LONDON, ENGLAND - JULY 27:  The Olympic Cauldron is lit by young Britain athletes during the Opening Ceremony of the London 2012 Olympic Games at the Olympic Stadium on July 27, 2012 in London, England.  (Photo by Paul Gilham/Getty Images)
Paul Gilham/Getty Images
Mike MoraitisAnalyst IJuly 28, 2012

When the Olympic torch finally made its way to the stadium via speed boat driven by David Beckham, it was thought eventually the torch would be handed to a big named star in order to light the Cauldron signifying the start of the games.

But that wasn't to be, and instead, it was a group of young athletes aged 16 to 19 who ended up lighting the Cauldron. Not exactly what we were all expecting.
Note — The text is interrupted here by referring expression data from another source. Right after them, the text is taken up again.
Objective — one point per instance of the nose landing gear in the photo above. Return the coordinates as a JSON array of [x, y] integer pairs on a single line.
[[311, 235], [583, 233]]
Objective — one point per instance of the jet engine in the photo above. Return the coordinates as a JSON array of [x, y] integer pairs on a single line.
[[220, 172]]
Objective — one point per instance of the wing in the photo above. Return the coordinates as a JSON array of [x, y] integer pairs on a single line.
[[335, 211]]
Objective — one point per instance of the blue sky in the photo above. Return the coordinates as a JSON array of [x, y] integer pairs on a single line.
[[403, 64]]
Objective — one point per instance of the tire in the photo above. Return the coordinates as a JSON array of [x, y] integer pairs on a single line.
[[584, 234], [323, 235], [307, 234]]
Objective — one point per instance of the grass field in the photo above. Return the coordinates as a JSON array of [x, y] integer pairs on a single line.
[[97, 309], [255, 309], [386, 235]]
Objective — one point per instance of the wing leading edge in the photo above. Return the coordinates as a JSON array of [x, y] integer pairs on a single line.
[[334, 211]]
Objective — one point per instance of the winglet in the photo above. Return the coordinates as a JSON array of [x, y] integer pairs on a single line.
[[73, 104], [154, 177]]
Now, before anyone jumps on me and thinks I hate children, I will say that I certainly don't blame the young adults for this move. Clearly they didn't make the decision themselves and no matter what, they definitely made lemonade with lemons.

It's just that we were all expecting more. I mean, just look at some of the past names that have held the same distinction.

In the 2010 Olympics, NHL great Wayne Gretzky had the honor of lighting the Cauldron in Vancouver. Boxing great Muhammad Ali had the same honor for the 1996 Games in Atlanta and a slew of past Olympians have also done it.

As you can see, a big name specific to the country hosting the Games has almost always lit the Cauldron and for the life of me and the rest of the Olympic watching world, I can't figure out why London decided to do things differently.

Especially after all the speculation and anticipation of who it could possibly be.

Maybe the organizers of the Games felt that bit of information would be leaked much like a lot of the opening ceremony information was. So instead of falling victim to that, the organizers could have very well went in a totally different, unpredictable direction to throw off the rest of the world and keep at least one of their plans a secret.

In the end, it was a huge let down in what otherwise was a very solid opening ceremony. The young athletes involved did do a great job, but it was the organizers of the event who failed us all.